Nasa has officially entered a new era of space exploration with the conclusion of its first AI-pilot evaluation on the Red Planet. Following a rigorous month of post-drive analysis, mission scientists confirmed today that the Perseverance rover successfully navigated the Martian wilderness using generative AI.
While the history-making drives took place on December 8 and 10, 2025, the final validation of this data proves that AI can now handle complex off-world navigation with human-like precision.
For nearly three decades, driving a rover meant humans on Earth spent hours painstakingly plotting every metre.
This new milestone proves that vision-language models can slash that planning time significantly.
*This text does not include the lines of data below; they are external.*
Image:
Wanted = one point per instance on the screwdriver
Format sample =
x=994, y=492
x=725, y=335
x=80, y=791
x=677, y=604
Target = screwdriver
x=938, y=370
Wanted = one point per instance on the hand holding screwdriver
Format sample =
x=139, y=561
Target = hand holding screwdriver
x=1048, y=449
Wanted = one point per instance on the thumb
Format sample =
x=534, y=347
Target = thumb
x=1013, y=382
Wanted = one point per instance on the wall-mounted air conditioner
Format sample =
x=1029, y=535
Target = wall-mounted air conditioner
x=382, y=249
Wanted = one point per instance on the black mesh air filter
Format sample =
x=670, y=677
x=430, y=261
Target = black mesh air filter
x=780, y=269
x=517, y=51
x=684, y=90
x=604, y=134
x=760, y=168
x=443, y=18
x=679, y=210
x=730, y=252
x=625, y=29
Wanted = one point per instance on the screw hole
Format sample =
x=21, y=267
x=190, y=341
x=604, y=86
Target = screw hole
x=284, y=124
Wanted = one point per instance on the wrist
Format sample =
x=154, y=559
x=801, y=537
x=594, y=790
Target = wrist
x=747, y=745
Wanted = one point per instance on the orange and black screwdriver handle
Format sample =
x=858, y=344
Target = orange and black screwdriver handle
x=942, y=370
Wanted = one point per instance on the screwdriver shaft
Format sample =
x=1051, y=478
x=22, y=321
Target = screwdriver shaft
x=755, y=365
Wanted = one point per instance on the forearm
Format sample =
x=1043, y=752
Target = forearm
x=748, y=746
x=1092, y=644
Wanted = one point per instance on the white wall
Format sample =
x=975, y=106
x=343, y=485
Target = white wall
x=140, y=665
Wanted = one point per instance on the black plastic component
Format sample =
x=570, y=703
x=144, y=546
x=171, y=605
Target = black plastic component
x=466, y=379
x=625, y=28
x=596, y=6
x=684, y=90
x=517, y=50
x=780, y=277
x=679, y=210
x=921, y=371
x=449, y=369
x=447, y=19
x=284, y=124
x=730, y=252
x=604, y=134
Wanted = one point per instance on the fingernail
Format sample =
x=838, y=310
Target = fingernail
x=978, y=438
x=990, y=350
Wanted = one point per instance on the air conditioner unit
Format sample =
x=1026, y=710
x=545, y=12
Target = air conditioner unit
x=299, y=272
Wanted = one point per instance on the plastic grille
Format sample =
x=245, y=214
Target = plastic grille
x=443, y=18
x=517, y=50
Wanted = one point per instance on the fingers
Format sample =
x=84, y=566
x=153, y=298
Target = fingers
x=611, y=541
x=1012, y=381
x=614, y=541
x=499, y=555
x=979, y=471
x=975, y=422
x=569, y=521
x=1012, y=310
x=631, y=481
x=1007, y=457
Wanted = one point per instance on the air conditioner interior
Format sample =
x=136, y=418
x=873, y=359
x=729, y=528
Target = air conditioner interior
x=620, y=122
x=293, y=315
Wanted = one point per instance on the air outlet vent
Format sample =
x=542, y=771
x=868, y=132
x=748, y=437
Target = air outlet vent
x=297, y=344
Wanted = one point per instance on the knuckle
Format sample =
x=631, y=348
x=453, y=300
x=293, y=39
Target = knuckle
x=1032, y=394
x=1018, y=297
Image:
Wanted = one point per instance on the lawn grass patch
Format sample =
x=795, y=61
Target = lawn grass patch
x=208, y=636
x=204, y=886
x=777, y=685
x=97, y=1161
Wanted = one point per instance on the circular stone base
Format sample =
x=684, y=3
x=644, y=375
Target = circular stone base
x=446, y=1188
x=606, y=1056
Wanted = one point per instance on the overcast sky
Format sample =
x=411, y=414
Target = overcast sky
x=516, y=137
By analysing high-resolution orbital imagery, the AI identified outcrops and hazardous boulder fields to map a 246-metre path autonomously.
Engineers at the Jet Propulsion Laboratory (JPL) validated the AI’s logic using a digital twin before sending the commands across 225 million kilometres of space.
This breakthrough arrives at a turning point for Nasa. With recent workforce reductions and budget constraints, autonomous tools have shifted from being a luxury to a survival necessity.
With fewer human operators in the control room, AI allows the mission to maintain a rapid pace of discovery.
Roboticist Vandi Verma noted that AI will eventually handle kilometre-scale drives, ensuring that 100 per cent of the rover's time is spent on science rather than tedious route mapping.
The success of these December drives provides a vital blueprint for the Artemis programme.
To establish a permanent presence on the Moon and eventually Mars, Nasa requires AI that will be capable of making split-second decisions on-site.
Perseverance is proving that the collective wisdom of Nasa engineers can now be encoded into intelligent systems that work even when Earth is out of reach.